In the middle of it all, Mikey suffered the stomping and kicking of this nightmare dance. It could not kill him. It could not even bruise him—but the pain of his absolute humiliation was far greater than any physical pain could have been.

“Stop them!” he yelled to his crew, but he had no power over them now. Instead of obeying his orders, his entire crew deserted, running from the pier in a panic, escaping into Atlantic City just as the lone Marauder had. Mikey was now truly alone.

Then someone began cutting the ropes that bound his captives' hands, and they weren't just kicking him anymore, they were swinging and pulling and trying their best to tear him apart.

This was not what the fortune predicted. The fortune was wrong! How could the fortune be wrong? It was only now, whipped and beaten down by the fury of the Afterlights he had enslaved, that he came to see the truth. He was not the brave man the fortune spoke of. He was the cowardly soul.

With what strength Mikey McGill had left in him, he fought through the angry mob, toward the far end of the pier—because jumping into the sea and sinking back to the center of the Earth would be a better fate than this.

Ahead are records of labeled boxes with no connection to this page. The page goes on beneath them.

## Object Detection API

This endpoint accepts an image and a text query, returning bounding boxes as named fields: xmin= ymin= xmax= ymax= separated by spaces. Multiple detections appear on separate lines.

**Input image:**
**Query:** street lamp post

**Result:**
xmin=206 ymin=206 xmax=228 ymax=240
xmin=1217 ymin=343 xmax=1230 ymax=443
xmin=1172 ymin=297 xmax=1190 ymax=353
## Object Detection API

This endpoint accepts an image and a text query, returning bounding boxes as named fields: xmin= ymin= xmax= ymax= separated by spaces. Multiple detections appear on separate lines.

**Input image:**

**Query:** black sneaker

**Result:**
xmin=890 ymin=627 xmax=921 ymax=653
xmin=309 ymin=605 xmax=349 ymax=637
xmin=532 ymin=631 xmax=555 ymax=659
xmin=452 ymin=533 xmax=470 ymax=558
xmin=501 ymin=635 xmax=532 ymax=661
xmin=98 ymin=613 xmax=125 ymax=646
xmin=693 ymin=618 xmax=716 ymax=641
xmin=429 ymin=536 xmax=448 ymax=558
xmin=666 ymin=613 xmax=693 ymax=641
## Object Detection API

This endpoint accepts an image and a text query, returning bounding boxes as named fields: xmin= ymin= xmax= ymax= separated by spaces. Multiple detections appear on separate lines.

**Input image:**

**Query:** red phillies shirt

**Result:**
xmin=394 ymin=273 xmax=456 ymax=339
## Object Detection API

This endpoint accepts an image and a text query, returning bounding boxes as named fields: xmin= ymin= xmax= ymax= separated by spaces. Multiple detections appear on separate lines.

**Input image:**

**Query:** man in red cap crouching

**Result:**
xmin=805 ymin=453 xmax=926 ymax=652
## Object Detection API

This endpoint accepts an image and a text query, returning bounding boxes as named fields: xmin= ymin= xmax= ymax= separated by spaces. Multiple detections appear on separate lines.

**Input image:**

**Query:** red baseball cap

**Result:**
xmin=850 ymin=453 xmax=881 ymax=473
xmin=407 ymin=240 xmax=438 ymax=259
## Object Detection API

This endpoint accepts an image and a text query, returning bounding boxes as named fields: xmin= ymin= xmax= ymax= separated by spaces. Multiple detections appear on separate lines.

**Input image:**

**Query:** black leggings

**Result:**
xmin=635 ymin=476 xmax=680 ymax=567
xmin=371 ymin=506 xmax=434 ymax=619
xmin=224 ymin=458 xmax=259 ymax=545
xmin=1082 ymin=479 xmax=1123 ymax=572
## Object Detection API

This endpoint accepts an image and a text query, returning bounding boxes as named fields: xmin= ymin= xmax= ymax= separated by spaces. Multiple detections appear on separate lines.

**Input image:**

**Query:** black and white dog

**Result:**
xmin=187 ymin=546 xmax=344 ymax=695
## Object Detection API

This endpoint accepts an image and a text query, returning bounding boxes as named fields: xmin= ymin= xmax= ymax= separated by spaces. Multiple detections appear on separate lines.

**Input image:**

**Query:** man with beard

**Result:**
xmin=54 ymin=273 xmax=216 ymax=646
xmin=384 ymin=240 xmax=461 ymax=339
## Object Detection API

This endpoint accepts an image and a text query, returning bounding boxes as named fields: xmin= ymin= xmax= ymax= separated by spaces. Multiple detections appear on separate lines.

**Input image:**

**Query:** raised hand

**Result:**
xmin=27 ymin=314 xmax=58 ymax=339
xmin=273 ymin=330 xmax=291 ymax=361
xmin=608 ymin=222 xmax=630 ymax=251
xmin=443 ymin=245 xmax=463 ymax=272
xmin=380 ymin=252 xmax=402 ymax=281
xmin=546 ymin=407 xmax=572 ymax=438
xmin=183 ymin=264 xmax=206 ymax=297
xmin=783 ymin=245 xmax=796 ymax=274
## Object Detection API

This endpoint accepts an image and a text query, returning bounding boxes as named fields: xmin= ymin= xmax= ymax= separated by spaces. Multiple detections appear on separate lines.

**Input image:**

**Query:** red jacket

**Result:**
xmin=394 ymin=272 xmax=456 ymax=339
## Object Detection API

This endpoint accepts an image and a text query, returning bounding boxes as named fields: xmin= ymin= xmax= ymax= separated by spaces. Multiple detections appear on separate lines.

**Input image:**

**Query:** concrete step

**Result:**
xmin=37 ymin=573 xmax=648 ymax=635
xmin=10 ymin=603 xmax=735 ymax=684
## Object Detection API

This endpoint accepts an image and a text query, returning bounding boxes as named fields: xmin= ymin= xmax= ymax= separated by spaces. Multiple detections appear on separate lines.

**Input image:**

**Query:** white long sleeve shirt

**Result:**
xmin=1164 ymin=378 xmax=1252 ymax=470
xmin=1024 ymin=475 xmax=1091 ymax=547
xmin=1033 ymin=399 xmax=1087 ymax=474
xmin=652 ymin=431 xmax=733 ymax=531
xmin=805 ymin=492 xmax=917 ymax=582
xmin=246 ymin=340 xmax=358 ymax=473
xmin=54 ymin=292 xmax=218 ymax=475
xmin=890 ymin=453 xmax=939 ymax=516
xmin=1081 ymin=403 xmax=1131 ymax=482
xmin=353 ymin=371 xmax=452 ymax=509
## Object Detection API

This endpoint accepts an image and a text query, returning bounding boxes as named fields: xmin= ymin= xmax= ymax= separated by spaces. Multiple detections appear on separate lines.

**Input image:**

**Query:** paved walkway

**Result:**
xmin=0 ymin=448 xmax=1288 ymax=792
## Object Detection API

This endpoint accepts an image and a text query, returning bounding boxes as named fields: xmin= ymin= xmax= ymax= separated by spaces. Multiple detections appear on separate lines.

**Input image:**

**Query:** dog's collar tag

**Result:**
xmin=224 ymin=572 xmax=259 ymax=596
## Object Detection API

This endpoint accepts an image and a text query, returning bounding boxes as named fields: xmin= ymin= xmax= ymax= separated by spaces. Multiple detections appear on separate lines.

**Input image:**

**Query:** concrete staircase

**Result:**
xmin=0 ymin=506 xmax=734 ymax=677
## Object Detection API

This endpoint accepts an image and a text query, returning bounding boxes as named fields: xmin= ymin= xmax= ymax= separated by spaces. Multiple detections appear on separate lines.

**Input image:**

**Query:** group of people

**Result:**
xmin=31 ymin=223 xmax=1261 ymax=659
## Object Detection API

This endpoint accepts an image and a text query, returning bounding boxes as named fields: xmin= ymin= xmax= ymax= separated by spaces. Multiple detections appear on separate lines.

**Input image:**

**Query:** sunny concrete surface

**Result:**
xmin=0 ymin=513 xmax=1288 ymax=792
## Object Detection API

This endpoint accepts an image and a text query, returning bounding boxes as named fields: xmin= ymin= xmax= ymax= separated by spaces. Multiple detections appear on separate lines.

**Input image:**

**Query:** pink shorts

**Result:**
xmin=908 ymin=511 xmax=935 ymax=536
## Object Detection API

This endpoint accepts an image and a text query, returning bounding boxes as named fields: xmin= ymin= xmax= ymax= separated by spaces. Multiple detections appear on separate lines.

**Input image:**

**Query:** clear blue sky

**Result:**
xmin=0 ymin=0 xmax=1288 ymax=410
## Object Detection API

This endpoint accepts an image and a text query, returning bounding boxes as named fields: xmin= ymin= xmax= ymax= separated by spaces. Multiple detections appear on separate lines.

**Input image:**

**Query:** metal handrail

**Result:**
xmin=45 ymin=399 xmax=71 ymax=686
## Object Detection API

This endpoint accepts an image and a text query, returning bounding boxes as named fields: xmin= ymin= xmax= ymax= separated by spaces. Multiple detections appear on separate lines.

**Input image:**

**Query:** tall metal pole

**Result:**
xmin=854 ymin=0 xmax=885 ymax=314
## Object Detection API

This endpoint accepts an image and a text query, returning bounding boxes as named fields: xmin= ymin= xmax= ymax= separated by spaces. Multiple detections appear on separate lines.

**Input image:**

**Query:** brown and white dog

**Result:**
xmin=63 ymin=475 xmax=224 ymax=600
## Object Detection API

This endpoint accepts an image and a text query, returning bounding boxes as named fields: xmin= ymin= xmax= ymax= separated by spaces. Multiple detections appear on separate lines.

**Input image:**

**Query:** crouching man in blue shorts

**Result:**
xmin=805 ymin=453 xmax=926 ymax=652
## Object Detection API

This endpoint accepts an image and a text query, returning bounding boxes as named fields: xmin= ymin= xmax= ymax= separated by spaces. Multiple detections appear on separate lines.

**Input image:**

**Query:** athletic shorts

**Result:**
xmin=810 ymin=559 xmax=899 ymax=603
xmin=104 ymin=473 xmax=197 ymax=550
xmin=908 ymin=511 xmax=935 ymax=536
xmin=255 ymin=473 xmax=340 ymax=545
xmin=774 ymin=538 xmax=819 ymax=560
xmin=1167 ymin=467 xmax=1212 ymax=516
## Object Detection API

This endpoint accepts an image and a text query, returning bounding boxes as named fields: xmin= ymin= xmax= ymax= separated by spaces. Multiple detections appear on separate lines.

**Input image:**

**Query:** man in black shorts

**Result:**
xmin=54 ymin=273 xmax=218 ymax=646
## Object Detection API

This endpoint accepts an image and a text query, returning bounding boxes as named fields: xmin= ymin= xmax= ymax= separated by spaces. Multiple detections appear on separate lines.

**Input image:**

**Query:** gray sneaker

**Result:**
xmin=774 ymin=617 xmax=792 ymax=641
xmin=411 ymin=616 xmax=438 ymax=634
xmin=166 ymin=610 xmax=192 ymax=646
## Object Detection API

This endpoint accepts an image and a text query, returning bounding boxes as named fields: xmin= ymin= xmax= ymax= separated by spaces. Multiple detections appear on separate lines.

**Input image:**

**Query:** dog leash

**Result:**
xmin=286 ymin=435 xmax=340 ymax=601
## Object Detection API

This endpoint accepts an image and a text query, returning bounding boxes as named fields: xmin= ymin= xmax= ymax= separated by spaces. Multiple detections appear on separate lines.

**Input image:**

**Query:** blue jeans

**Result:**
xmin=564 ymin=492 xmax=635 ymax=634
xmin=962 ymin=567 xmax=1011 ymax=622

There were very few who did not participate in the punishment of Mikey McGill. Allie, Nick, and Lief did not. Neither did Mary, Vari, or even Pinhead, who was the only crewman with the courage to stay. They didn't join the mob, but they didn't stop it either. Mary did keep calling to the crowd,
begging them to calm down and leave her brother be, but her voice was not even heard. In the end, she could only turn away.